From Greek “concept” and “thought in mind”, Ennoia was inspired by my reading of Gnostic texts. It is the edge of light that collapsed into this world, into flesh.
Curled-up inside the vessel’s interior shape I lie almost motionless. The vessel is shaped like an octagonal chalice, reminiscent of a medieval baptismal font and filled with water. During the several-hour performance, I move slowly along the inner walls of the vessel. From time to time I emerge from and submerge into the water. Sounds of the immersion are picked up by underwater microphones installed in the basin. I repeat the performance on several different days during the time of the installation.
Suspended perpendicularly to the basin from the ceiling a video camera films my figure immersed in water. This “bird’s eye” view is projected onto the wall just beyond the basin, translating the view from above to a flat, painterly representation. A reflection of that projection can be noticed on the surface of water. At times I look directly at the camera’s lens, and the viewer may see my gaze in the projected image. The image itself is composed of live and pre-recorded forage, creating a visual tension between the presence of my body and the virtual depiction of an earlier act of immersion. As I remain in the water-filled vessel, the uninterrupted video projection (the image of my immersed body) appears more real than my live body.
Through the long-term immersion –the symbolic transgressing of the boundaries of body – Ennoia creates a site of undefined ritual, in which the viewer can symbolically immerse herself or himself. At the same time the boundaries between the action/sculpture and the viewer are impenetrable. The relationship of body and vessel, which contains both body and water, seems hermetic. I remain silent, almost absent despite enormous focus. My body is naked, anonymous, in a semi-permanent state of duration, deprived of attributes, as if generic. It is a body of an adult woman yet curled up in a position calling to mind the non-gendered vulnerability of a child.
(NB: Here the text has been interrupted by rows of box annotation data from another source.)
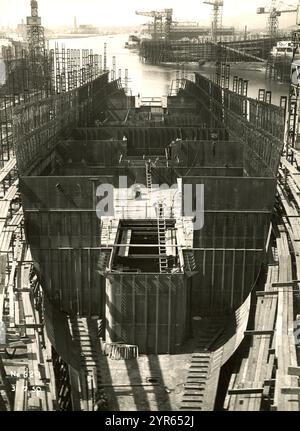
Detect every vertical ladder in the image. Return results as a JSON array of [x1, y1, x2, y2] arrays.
[[157, 201, 168, 272], [146, 162, 152, 189]]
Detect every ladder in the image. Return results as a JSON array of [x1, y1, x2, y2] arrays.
[[285, 30, 300, 158], [157, 201, 168, 272], [146, 162, 152, 189]]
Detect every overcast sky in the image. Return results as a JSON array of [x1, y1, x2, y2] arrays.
[[0, 0, 297, 28]]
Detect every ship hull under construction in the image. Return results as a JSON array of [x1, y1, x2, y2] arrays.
[[15, 69, 284, 410]]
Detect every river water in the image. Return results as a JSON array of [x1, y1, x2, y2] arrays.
[[49, 34, 289, 104]]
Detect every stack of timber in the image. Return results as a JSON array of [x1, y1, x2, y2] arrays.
[[224, 154, 300, 411]]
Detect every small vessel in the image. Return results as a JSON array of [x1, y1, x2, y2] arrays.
[[270, 40, 293, 58]]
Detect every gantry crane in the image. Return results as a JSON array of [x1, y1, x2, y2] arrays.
[[257, 0, 300, 38], [135, 9, 173, 40], [203, 0, 224, 42]]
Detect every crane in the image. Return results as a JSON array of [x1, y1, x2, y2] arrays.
[[203, 0, 224, 42], [135, 9, 173, 39], [257, 0, 300, 38]]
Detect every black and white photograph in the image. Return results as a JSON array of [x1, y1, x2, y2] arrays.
[[0, 0, 300, 418]]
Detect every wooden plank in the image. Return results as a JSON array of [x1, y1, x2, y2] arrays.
[[228, 388, 263, 395]]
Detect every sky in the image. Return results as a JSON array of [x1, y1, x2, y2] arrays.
[[0, 0, 297, 28]]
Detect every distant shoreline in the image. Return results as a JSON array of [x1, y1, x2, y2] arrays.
[[49, 33, 127, 40]]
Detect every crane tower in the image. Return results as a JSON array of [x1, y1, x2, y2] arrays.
[[203, 0, 224, 42], [26, 0, 45, 55]]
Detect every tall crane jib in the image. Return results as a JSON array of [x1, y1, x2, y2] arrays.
[[135, 9, 173, 40], [256, 0, 300, 38], [203, 0, 224, 42], [285, 32, 300, 157]]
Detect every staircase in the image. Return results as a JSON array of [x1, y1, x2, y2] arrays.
[[180, 351, 210, 411], [69, 316, 101, 411], [183, 250, 197, 272], [180, 319, 224, 411], [157, 201, 168, 272]]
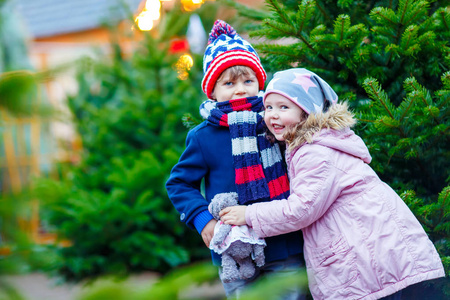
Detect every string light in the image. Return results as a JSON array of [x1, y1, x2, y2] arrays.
[[135, 0, 161, 31], [175, 54, 194, 80]]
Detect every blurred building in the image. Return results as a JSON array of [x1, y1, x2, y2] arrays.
[[0, 0, 263, 242]]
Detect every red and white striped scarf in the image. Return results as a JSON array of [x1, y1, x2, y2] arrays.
[[200, 96, 289, 204]]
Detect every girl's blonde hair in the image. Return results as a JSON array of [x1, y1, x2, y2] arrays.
[[284, 102, 356, 150], [216, 66, 256, 83]]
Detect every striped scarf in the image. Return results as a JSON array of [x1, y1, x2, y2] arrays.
[[200, 96, 289, 204]]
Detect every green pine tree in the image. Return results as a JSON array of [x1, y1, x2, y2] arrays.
[[36, 4, 210, 282], [227, 0, 450, 299]]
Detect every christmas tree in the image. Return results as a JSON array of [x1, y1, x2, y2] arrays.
[[227, 0, 450, 299]]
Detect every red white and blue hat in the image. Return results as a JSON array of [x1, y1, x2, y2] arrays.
[[202, 20, 267, 98]]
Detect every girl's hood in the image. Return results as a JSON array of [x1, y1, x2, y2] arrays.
[[289, 103, 372, 163]]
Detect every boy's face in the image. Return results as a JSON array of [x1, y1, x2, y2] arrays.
[[211, 69, 259, 102]]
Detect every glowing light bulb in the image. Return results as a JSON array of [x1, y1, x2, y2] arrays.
[[144, 0, 161, 11], [175, 54, 194, 80], [135, 11, 153, 31]]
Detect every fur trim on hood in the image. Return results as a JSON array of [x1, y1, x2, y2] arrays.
[[286, 102, 356, 151]]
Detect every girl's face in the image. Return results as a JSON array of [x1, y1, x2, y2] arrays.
[[264, 93, 303, 141]]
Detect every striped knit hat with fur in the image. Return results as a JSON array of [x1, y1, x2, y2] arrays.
[[202, 20, 267, 98]]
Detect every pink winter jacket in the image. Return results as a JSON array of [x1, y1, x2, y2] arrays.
[[245, 104, 445, 300]]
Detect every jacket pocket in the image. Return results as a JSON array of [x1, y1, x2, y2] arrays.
[[307, 237, 358, 289]]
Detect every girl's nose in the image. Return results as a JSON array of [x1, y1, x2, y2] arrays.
[[268, 111, 278, 119]]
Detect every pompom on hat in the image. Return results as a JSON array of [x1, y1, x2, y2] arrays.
[[263, 68, 338, 115], [202, 20, 267, 98]]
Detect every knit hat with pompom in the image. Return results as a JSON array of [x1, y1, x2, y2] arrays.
[[202, 20, 267, 98]]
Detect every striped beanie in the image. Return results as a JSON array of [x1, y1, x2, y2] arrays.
[[202, 20, 267, 98], [263, 68, 338, 115]]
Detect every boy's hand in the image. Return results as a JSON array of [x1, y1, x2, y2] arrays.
[[202, 219, 217, 248], [219, 205, 247, 225]]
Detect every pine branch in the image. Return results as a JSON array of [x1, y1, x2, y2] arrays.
[[363, 77, 394, 119], [266, 0, 294, 27], [295, 0, 314, 34], [315, 1, 331, 21], [218, 0, 271, 21]]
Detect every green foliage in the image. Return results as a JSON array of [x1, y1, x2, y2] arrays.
[[79, 262, 307, 300], [227, 0, 450, 296], [36, 21, 209, 281]]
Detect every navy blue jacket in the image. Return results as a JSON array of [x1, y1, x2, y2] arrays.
[[166, 121, 303, 265]]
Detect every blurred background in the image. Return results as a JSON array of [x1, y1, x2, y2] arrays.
[[0, 0, 450, 299]]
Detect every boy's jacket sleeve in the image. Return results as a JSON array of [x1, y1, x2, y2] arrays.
[[166, 130, 213, 232]]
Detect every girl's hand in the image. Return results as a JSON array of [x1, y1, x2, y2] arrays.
[[219, 205, 247, 225]]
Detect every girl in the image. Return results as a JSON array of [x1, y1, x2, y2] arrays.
[[221, 69, 445, 300]]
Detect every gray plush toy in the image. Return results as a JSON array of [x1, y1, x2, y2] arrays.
[[209, 193, 266, 282]]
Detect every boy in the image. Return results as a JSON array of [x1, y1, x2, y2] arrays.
[[166, 20, 304, 299]]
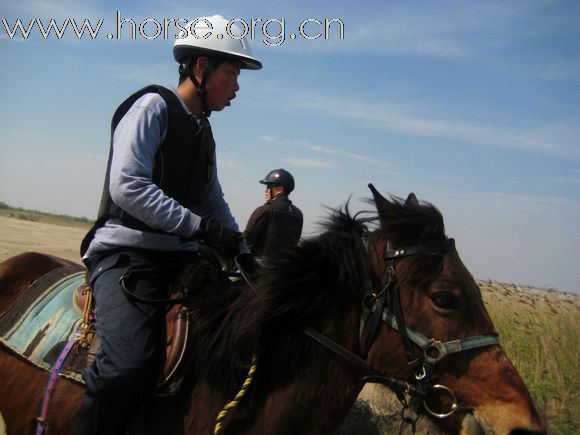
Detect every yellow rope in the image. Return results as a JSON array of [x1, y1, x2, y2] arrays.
[[77, 284, 95, 348], [213, 354, 258, 435]]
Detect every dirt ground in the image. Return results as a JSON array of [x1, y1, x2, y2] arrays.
[[0, 216, 580, 435], [0, 216, 87, 263]]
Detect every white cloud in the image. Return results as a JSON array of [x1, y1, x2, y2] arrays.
[[282, 158, 336, 168], [290, 94, 580, 159], [258, 135, 394, 173]]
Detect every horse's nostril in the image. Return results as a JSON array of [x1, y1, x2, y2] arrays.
[[509, 429, 546, 435]]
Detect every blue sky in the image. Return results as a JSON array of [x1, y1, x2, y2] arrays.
[[0, 0, 580, 292]]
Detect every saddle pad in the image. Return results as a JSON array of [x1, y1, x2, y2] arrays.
[[0, 267, 86, 383]]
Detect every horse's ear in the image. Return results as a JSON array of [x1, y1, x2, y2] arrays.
[[405, 192, 419, 207]]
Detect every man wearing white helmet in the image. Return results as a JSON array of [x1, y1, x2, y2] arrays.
[[77, 16, 262, 434]]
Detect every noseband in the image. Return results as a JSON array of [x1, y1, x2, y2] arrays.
[[304, 239, 499, 418]]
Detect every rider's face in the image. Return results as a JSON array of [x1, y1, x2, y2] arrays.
[[205, 62, 240, 111]]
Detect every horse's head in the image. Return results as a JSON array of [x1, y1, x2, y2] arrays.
[[361, 185, 545, 434]]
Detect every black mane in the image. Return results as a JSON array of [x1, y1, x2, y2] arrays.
[[194, 205, 369, 392]]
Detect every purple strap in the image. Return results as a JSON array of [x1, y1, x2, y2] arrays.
[[36, 333, 77, 435]]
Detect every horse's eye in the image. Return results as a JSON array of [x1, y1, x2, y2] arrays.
[[431, 292, 458, 310]]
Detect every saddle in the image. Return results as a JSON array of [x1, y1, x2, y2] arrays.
[[73, 259, 220, 397]]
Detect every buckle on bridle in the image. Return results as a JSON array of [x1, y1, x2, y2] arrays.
[[423, 384, 459, 418]]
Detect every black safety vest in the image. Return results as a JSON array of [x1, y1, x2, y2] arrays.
[[261, 198, 303, 256], [81, 85, 215, 255]]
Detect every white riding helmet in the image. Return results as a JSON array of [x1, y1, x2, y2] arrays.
[[173, 15, 262, 69]]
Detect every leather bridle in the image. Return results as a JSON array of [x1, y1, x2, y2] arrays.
[[303, 239, 499, 425]]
In 1996 I encountered an octagonal medieval baptismal font in a Polish church in Wrocław, which inspired a series of sculptures, installations, and performances. Koiman (1998) included a baptismal from cast-concrete, overflowing continuously with eighty gallons of recycled, used motor oil, creating a river of oil on the floor that reflected a video projection on its surface. In 2001 I began a series of performative installations that included a similarly sculpted font with water and my own body.